The above findings by Huang et al.9 are outstanding, but many questions need to be answered in future studies. i) The authors examined 2i cultures for 7 days in vitro (and 2 weeks in vivo), and it would be interesting to examine how long it is possible to maintain LT-HSCs in vitro under 2i condition. However, as the authors mentioned9, prolonged activation of Wnt signaling might be associated with transformation in vitro, and might have the risk of inducing colorectal cancers and leukemias when GSK-3 inhibitors are administered in vivo10. Nevertheless, lithium (GSK-3 inhibitor) has been used to treat bipolar disorder for over 50 years and is not associated with an increased risk of malignancies11, as the authors pointed out9. ii) In cytokine-free medium, is there cytokine production by HSCs or progenitor cells? It may be possible that cytokine production would contribute to the maintenance of LT-HSCs in an autocrine or paracrine manner. iii) Although feeder cells and/or serum are not defined factors for culture, it would be of interest to investigate whether 2i culture in the presence of supporting cells would further improve the maintenance of LT-HSCs. Some extrinsic regulators for HSC quiescence12, such as N-cadherins, could contribute to LT-HSC maintenance in cooperation with 2i. iv) In addition to iii), hypoxic environment is known to be an extrinsic regulator for HSC quiescence12, as the bone marrow niche is a low-perfusion environment. Hypoxic culture might synergize with 2i. v) When human ESCs/iPSCs are induced to differentiate into HSCs, it is difficult to capture true human LT-HSCs in vitro. If this is due to inability to maintain human LT-HSCs in vitro, it would be interesting to examine whether 2i culture would enable in vitro induction and maintenance of transplantable LT-HSCs derived from human ESCs/iPSCs.

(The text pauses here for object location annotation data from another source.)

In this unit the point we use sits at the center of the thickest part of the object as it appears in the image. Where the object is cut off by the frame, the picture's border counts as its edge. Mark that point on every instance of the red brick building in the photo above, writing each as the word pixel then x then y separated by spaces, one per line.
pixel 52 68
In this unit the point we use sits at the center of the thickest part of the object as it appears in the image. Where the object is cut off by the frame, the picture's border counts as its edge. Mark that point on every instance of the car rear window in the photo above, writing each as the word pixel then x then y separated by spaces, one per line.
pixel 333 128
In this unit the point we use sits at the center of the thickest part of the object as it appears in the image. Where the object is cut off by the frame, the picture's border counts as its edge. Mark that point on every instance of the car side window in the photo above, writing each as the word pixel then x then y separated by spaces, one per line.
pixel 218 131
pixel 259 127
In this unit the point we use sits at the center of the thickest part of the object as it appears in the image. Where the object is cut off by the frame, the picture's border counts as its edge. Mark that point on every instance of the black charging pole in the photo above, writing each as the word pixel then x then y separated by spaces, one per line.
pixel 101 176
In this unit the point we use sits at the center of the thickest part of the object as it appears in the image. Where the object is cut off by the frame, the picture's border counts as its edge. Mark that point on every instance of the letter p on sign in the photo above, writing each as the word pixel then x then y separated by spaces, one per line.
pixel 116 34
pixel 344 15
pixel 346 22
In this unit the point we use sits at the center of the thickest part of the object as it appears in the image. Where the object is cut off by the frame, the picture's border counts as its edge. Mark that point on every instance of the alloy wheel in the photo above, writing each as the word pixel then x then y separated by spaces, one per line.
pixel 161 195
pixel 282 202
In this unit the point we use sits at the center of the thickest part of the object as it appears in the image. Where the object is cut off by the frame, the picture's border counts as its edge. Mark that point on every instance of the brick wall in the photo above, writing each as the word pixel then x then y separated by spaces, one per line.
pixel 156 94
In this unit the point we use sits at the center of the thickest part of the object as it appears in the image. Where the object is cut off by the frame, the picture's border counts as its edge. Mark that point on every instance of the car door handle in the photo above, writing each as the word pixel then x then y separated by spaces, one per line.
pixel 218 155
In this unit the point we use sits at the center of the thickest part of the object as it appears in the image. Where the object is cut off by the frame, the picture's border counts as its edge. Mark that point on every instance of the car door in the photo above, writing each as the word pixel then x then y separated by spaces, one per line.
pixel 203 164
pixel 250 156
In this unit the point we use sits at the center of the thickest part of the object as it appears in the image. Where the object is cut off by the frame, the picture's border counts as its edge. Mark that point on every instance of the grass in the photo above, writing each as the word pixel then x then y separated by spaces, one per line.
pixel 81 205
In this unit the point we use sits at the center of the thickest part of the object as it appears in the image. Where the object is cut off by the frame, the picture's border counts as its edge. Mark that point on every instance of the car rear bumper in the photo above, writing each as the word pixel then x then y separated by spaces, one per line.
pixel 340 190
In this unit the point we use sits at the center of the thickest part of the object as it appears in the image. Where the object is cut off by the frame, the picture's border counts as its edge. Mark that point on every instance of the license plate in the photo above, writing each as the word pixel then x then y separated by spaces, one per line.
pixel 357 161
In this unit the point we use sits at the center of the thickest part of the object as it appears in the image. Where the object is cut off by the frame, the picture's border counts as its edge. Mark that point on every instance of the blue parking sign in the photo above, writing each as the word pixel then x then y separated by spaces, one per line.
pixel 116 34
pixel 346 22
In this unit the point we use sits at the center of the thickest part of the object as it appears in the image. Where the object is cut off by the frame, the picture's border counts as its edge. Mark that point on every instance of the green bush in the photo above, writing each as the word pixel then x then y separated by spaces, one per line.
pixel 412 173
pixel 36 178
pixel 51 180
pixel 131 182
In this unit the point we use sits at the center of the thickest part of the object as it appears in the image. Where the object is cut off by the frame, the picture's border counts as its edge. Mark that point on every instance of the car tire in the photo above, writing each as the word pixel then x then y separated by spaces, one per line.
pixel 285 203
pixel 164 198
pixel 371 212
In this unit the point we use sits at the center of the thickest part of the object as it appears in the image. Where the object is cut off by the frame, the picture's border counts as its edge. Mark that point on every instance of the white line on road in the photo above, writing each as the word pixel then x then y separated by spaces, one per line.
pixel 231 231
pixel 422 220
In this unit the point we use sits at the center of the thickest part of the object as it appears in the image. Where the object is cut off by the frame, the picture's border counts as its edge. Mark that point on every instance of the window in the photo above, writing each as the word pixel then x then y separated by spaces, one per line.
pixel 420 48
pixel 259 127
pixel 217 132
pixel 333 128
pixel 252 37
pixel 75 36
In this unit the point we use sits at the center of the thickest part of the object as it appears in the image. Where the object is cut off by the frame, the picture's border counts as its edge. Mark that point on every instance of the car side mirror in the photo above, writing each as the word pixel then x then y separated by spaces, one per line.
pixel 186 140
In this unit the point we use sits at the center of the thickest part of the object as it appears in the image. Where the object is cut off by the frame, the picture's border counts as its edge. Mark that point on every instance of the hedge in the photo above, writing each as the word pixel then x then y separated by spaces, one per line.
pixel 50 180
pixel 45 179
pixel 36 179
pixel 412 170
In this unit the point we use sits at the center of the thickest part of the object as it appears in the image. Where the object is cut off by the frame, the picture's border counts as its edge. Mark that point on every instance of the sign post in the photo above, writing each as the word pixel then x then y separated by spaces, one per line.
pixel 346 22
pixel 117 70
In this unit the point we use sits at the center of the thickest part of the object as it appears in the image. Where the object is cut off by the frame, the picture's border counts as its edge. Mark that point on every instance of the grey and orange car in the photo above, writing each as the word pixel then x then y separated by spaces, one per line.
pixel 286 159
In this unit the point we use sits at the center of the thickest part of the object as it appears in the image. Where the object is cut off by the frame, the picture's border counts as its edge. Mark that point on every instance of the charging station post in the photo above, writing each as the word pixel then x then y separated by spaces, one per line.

In summary, dual inhibition (2i) of GSK-3 and mTOR allows for the maintenance of human and mouse LT-HSCs in vitro (Figure 1C), and this may resolve the difficulty in culturing HSCs, which in turn, may improve basic research of HSCs (e.g., gene editing in vitro) and human HSC transplantation outcomes. Furthermore, although the effect of 2i on expansion of HSCs is relatively small, a combination of 2i drugs may increase human clinical trials1,6,7 that use 2i in vivo for the aim of increasing the number of LT-HSCs, since 2i drugs are known as clinically tolerated medications. Insights gained from the discovery of 2i for HSC maintenance may lead to great benefits for patients with hematologic disorders, hopefully in the near future.